The Interface Zone
Student: I was meditating this morning and found myself distracted by the sounds of my fellow students. Is there a technique to block these distractions so I can concentrate better on my meditation?
Teacher: What do you hope to accomplish with this improved concentration?
Student: I’ll perform my meditations with greater clarity, and this in turn will result in deeper insights.
Teacher: I see. Does any of this deeper insight include the perception that the outer world is not a distraction to the inner world, but rather a catalyst for learning?
Student: So you’re saying that I shouldn’t worry about distractions when I perform my meditations?
Teacher: Isn’t worry the source of your distraction?
Student: I suppose it is. But if these distractions—
Teacher: They are not distractions. They are phenomena of the outer world—vibrations traveling in the ethers from sources you have no control over. That and nothing more.
Student: But these vibrations influence my mind and my ability to concentrate. Isn’t concentration a vital component of successful meditation?

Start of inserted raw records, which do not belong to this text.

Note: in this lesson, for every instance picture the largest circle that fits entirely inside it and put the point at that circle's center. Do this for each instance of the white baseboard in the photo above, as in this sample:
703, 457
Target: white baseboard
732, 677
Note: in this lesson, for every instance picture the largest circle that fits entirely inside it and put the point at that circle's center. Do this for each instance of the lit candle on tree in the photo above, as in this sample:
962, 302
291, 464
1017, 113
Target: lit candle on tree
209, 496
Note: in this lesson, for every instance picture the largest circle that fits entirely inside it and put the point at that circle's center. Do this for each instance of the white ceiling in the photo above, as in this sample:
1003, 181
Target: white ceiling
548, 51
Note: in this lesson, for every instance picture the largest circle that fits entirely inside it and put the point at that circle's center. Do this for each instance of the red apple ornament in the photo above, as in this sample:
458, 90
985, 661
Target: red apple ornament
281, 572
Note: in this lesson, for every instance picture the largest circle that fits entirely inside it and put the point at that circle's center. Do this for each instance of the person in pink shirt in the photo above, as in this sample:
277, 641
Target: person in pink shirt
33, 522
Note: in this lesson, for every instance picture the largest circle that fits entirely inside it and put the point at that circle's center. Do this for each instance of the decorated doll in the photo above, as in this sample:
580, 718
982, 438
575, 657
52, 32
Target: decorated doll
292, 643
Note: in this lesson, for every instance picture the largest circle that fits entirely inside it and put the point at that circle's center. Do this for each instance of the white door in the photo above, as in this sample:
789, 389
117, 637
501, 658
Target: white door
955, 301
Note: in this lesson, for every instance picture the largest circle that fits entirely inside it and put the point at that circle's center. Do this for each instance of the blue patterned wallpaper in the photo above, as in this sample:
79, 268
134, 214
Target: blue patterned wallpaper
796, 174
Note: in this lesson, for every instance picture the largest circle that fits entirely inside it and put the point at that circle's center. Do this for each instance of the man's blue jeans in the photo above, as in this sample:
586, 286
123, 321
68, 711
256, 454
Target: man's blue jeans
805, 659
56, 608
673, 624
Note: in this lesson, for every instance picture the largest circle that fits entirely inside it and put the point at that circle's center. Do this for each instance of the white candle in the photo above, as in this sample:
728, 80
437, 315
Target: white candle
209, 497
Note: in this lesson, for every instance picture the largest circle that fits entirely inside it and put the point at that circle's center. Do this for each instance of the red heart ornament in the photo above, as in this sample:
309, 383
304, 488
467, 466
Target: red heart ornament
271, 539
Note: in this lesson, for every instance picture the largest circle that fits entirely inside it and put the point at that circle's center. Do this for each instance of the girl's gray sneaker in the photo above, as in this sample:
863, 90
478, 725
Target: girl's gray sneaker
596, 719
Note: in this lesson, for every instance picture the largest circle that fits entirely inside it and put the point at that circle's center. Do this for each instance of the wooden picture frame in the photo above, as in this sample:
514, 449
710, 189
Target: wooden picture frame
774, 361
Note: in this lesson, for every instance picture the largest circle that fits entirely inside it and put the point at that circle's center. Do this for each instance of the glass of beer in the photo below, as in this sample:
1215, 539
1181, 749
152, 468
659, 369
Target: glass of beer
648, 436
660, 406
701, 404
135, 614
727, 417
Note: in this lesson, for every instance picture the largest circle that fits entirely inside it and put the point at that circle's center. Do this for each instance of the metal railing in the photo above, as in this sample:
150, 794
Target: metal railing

Teacher: Again, what influences your mind is not external vibrations, but your reaction to them.
Student: So how do I change my reaction so I can be more successful in my meditations?
Teacher: Is this issue only relevant to your meditations?
Student: It’s during my mediations that I notice it the most.
Teacher: Do you notice the fear or stress that the external world brings you as well?
Teacher: Isn’t this fear akin to a distraction?
Student: I suppose.
Teacher: Yet without it, wouldn’t you have the tendency to lapse into complacency?
Student: I don’t think so.
Teacher: Fear, and all the so-called negative emotions, can represent distractions, but they are catalysts and instigators of action just as well. Are they not?
Student: I see your point, but these distractions and fears are leading me away from my spiritual studies and cause me to behave in a manner not consistent with a spiritual person.